Birds and Hittites: How isotopes have helped a plant ecologist have fun!

Speaker: Dr. Jed Sparks, Cornell University

Over the past twenty-five years, Dr. Sparks has given many seminars presenting biogeochemical and isotope-based ecosystem ecology research. However, in one-on-one conversations later in the day, the talk always turns to some interesting, unique, and sometimes just plain weird applications of isotopes in which he has become involved over the years. In this seminar, Dr. Sparks will reverse things and talk about several odd examples of how a tool can give you experiences well outside your science of specialization, and have a bit of fun.

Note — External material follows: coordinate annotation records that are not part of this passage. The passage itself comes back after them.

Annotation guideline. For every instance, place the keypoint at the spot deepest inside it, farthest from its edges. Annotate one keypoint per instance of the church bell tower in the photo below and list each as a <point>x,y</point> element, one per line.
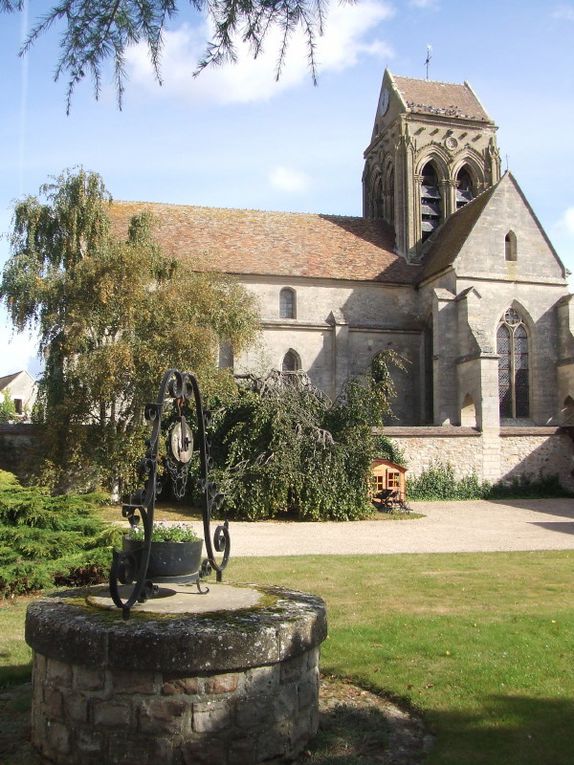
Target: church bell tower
<point>432,150</point>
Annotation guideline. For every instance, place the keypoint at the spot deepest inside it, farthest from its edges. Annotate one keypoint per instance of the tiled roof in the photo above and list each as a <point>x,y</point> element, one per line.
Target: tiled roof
<point>446,242</point>
<point>274,243</point>
<point>443,98</point>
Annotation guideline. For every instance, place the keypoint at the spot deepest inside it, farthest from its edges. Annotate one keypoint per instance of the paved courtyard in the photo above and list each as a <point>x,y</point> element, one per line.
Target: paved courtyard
<point>541,524</point>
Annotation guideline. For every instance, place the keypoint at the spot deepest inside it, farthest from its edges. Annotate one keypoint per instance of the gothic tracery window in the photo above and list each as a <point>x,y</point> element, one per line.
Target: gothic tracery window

First, he will describe how we have used isotope ratios to determine ingredients and water sources of beer, or “Is Coors really made from pure Rocky Mountain stream water?”. Second, he will examine a case where a bird has changed color over the past 100 years and isotope ratios may have figured out why. Third, Sparks will describe why isotope ecologists hate phosphorus. Phosphorus is monoisotopic meaning we cannot use stable isotopes to trace or describe its dynamics. It makes us so crazy that we are now using radioisotopes of uranium to trace phosphorus. Dr. Sparks will finish by telling the story of how his lab managed to get a piece of wood from the tomb of King Midas that led them to describe epic droughts coincident with the collapse of the Hittite Empire in 1200 BC.